Possible regulation of MTFs by alternative splicing
MTFs were once considered to be activated solely by proteolytic processing. Interestingly, recent research concerning ZmbZIP60 and OsbZIP74 suggested that alternative splicing (ALS) is also responsible for the activation of MTFs (Li, Humbert & Howell, 2012; Lu et al., 2012). To test whether ALS-assisted activation of MTFs was also employed by other plants’ MTFs, MTF databases of Arabidopsis and cotton (G. raimondii) were selected, and in silico analyses were performed. The results are shown in Fig. 3. In an Arabidopsis MTF member (AT5G1050.3), for example, two splice variants (AT5G1050.1 and AT5G1050.2) encode proteins that maintain the nuclear transcription factor domain while deleting the TM region (Figs. 3A and 3B). Thus, ALS was proposed to be another mechanism for the activation of MTFs, in which the splice variant without the sequence encoding a TM motif would be transcribed under specific physiological conditions. In this case, the nuclear transcription factors translocate into the nucleus and become active immediately since they were translated in the cytoplasm. The regulation of MTFs by ALS may be important in the late stage of plants in response to various stimuli. Interestingly, approximately 30% (19/64) and 53% (59/111) of genes encoding MTFs in Arabidopsis and cotton, respectively, were also shown to generate alternative splicing variants coding for proteins that only maintain the transcription factor domain with nuclear localization signal while deleting the TM motif (Figs. 3C and 3D and Table S3). Hence, these MTFs could be regulated by ALS in Arabidopsis and cotton. Moreover, ALS seems to be involved in the activation of a wide range of MTF families, such as the NAC, bHLH and MYB-related families, in Arabidopsis and cotton (Table S3). Thus, an ALS-dependent activation mechanism may also be employed by the MTFs of other plant species. However, a further “wet experiment” is needed to verify this hypothesis.

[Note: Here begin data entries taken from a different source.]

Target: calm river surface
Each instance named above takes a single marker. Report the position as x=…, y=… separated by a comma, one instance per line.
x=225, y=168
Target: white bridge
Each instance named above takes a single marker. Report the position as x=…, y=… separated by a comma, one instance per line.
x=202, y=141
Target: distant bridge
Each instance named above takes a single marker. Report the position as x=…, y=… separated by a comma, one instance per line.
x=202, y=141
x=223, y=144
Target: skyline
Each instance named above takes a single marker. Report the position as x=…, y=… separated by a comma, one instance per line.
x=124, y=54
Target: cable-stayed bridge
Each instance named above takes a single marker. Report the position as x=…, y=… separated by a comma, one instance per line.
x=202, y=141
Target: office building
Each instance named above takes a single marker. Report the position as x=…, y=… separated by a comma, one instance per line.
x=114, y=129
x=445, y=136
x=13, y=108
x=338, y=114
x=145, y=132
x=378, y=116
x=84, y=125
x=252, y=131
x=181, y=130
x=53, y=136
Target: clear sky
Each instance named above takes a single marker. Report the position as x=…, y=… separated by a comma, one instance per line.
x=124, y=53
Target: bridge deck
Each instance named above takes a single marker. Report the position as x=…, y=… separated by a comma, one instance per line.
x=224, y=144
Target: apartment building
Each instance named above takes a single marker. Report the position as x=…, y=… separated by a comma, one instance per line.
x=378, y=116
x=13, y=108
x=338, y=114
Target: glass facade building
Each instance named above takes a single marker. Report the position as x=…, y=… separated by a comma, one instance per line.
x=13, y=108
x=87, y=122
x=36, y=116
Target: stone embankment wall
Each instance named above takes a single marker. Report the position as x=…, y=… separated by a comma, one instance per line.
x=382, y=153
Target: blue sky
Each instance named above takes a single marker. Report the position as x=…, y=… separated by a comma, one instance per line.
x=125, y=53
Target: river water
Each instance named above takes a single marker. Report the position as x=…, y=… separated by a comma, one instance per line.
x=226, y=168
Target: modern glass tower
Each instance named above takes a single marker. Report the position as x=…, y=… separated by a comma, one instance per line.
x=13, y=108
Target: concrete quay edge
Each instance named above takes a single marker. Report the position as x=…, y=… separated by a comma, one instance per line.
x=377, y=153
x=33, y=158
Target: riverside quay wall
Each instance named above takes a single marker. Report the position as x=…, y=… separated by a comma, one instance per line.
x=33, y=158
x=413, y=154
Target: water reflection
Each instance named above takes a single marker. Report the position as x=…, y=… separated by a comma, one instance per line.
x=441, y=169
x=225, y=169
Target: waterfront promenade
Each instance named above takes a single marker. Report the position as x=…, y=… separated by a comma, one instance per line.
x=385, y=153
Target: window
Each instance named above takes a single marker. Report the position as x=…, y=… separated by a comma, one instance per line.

The present study performed a systematic analysis of MTFs in plant lineages at the genome level. A total of 1,089 MTFs belonging to 52 gene families were identified in 14 plant species. Most of the MTFs have TM domains located in either the N- or C-terminal regions, indicating proteolytic cleavage could be a conserved mechanism of MTF activation in plant species. Additionally, approximately half of the MTFs in the genome of either Arabidopsis or cotton can potentially be regulated by ALS, indicating that ALS may be another conserved activation mechanism for MTFs. The present study provides invaluable information for the research community.